亡国のイージス、という小説

最初に読んだとき、これなんかに似ているなと思った。それは「アビス」、といってもキャメロンの映画ではなく、オースン・スコット・カードのノベライズのほう。

これは「ノベライズ」といっても脚本をもとに撮影にもつきあいながらカードが書き上げたもので、その一部をエド・ハリスたちは読んで役づくりをしたほどであるから、ほとんどノベライズではない。カードとキャメロンの共作に近い。

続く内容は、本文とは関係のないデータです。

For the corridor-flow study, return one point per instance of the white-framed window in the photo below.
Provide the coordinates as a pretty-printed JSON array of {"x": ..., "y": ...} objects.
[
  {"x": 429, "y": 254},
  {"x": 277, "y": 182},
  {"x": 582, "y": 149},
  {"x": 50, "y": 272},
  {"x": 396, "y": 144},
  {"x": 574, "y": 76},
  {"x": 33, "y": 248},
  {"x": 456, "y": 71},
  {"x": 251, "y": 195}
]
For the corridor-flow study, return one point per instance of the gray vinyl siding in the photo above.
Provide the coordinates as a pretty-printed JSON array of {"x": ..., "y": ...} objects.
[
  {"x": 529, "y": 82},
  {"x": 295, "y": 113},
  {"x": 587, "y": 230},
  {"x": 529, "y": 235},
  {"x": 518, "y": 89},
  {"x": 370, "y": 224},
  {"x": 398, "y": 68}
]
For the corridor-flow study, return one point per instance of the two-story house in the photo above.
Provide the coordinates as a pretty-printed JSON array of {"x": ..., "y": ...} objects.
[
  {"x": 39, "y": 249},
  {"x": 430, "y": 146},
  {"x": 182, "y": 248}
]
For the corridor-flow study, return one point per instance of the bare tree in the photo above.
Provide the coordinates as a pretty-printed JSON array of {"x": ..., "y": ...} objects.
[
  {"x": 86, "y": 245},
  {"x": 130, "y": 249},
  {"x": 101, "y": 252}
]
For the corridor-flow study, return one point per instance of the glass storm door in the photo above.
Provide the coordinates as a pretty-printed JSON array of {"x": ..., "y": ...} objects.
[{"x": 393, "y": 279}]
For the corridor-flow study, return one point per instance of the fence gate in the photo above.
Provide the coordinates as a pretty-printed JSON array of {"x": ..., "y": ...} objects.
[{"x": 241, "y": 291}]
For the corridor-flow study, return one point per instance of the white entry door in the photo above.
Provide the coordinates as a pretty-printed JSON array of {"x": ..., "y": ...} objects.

どのへんが「アビス」みたいだったかというと、まず小説が主要登場人物3人の(本編前までの)人生を、それぞれに1章ずつ計3章つかって描き出してから、本編にはいるという構成(しかもそのうちの一人はブロックで人殺しをする)。これはかなり構造としては似ている。それと、地の文でもかまわず会話体で心理描写をして読者を引き付ける点。これをやると、異様にリーダビリティが高い、感情移入のカタマリのような小説が出来上がる。

最近知ったのだけれども、福井さんはキャメロンに人生を変えられたというほどのキャメロン好きで、「アビス」の映画がベスト・ムービーに入っていたそうな。だったら「アビス」のノベライズを読んでいても不思議じゃない気がする。